I like college sports and I like data. Analytics in sports is a growing industry. Many of the names in this industry are familiar to avid fans (Ken Pomeroy, Jeff Sagarin, Ken Massey, Bill Connelly, to name a few). I am not a familiar name, and I take a much different approach to my analytics than the giants in the industry.
I do not use any advanced metrics in my projections. My input sources are minimal: players on the current roster, coaches, and venues. I assign a value to each of these, based on what I’d call macro-data; I am looking at full-game and full-season performance rather than every play/possession as is the more common practice in the industry. I’m keeping it simple for a few reasons. First, this is just a hobby for me and my time spent on sports analytics is very limited. Second, I am mining for data that is free, publicly available, and easy to find. Finally, the results are surprisingly accurate with this minimal input data. My philosophy on what makes a team win is very similar to Bill Connelly’s mantra of talent acquisition, development, and deployment. Teams with the most talent are most likely to win, and teams that are well-coached are more likely to beat teams that are poorly-coached, even with a modest talent disparity.

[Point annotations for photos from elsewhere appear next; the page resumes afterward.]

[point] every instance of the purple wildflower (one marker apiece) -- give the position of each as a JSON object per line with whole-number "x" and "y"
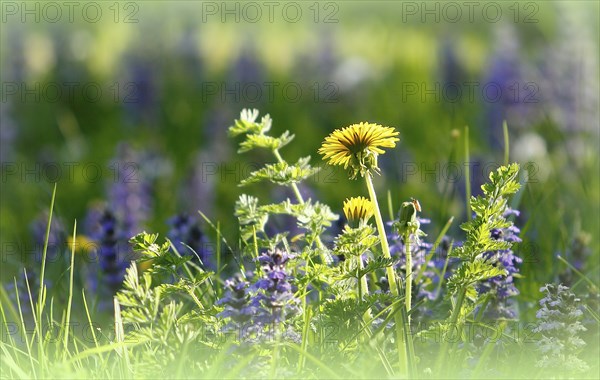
{"x": 130, "y": 195}
{"x": 113, "y": 257}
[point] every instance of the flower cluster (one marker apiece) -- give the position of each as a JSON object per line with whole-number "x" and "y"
{"x": 130, "y": 196}
{"x": 111, "y": 252}
{"x": 265, "y": 304}
{"x": 559, "y": 326}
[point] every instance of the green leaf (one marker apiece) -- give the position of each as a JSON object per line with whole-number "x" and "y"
{"x": 282, "y": 173}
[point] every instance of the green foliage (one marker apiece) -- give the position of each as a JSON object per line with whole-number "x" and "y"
{"x": 164, "y": 318}
{"x": 282, "y": 173}
{"x": 356, "y": 241}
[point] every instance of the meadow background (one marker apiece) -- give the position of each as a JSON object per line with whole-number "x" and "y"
{"x": 137, "y": 100}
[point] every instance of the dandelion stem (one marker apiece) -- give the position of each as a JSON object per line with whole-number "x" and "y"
{"x": 391, "y": 276}
{"x": 363, "y": 287}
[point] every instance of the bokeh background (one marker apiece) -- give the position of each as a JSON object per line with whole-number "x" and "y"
{"x": 127, "y": 104}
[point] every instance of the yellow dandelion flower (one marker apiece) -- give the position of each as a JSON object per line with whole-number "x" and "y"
{"x": 358, "y": 146}
{"x": 358, "y": 210}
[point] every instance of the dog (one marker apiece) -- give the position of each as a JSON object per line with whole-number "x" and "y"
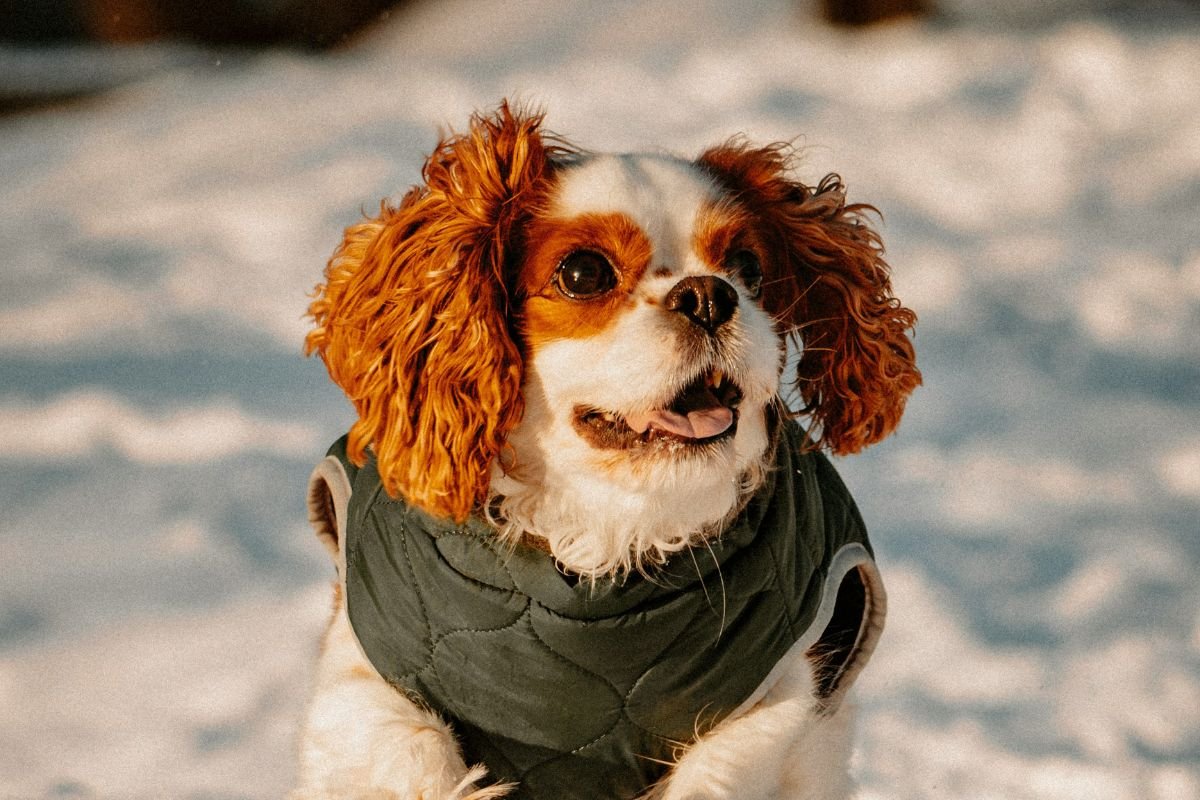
{"x": 585, "y": 547}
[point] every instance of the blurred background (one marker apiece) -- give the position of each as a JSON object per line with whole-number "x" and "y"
{"x": 173, "y": 176}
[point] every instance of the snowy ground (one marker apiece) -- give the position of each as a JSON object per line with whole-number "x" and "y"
{"x": 1037, "y": 517}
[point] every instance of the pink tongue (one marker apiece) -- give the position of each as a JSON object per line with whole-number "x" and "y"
{"x": 700, "y": 423}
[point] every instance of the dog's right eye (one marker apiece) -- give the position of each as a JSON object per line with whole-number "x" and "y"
{"x": 585, "y": 274}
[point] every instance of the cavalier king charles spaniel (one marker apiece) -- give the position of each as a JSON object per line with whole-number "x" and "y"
{"x": 585, "y": 546}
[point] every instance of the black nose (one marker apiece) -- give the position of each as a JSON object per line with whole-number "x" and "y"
{"x": 706, "y": 300}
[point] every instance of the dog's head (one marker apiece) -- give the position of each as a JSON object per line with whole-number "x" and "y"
{"x": 593, "y": 346}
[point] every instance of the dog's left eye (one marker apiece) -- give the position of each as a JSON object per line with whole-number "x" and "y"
{"x": 585, "y": 274}
{"x": 745, "y": 265}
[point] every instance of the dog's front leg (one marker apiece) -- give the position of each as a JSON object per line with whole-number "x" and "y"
{"x": 783, "y": 749}
{"x": 364, "y": 740}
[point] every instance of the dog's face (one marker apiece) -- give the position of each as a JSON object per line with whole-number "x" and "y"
{"x": 593, "y": 344}
{"x": 648, "y": 362}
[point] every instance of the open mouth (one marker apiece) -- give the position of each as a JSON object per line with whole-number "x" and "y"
{"x": 705, "y": 411}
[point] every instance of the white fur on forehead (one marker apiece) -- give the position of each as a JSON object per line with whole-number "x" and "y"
{"x": 661, "y": 194}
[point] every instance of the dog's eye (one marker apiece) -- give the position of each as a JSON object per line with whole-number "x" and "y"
{"x": 745, "y": 265}
{"x": 585, "y": 274}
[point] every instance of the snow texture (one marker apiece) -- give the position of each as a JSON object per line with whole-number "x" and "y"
{"x": 1036, "y": 517}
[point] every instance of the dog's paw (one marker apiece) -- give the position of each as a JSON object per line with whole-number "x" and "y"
{"x": 467, "y": 789}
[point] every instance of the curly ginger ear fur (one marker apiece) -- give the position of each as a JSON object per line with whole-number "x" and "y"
{"x": 413, "y": 318}
{"x": 831, "y": 290}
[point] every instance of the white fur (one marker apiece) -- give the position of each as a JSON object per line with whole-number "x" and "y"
{"x": 601, "y": 513}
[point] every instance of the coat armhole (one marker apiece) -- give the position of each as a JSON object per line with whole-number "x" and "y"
{"x": 843, "y": 635}
{"x": 851, "y": 621}
{"x": 329, "y": 497}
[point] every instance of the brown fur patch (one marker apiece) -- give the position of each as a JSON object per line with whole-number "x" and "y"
{"x": 547, "y": 314}
{"x": 828, "y": 287}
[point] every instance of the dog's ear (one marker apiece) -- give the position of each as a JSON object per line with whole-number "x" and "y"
{"x": 829, "y": 288}
{"x": 413, "y": 318}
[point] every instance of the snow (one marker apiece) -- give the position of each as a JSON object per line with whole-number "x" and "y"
{"x": 1036, "y": 517}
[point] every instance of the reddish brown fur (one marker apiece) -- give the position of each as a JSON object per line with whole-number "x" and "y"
{"x": 547, "y": 314}
{"x": 828, "y": 286}
{"x": 413, "y": 318}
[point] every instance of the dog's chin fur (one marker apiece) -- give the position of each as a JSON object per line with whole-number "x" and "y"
{"x": 634, "y": 513}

It is impossible to build a predictive model that is 100% accurate. Upsets happen, which is why I assign win probabilities rather than straight picks for each game. Teams with a high win probability do win most of the time (the higher the probability, the more likely a win), but that should not be confused with a guarantee. I will never place a 100% (or 0%) win probability on any team on this site; it is only 100% (or 0%) once the game has completed. I am aiming to achieve the highest success rate possible, which I hypothesize is somewhere around 85% for college football (probably similar for basketball, but I haven’t tested that model as thoroughly yet). In testing my college football model with 2014 data, I was able to generate a 72% success rate, and with 2015 data a 76% success rate. I’m hoping to achieve similar results going live in 2016, and will post progress updates throughout the season.
Occasionally my data will highlight a game that appears to be a “safe” pick against the spread. This feature of the model is still in its infancy, but I will be testing it live in 2016 and aim to release a more polished Against the Spread feature in 2017.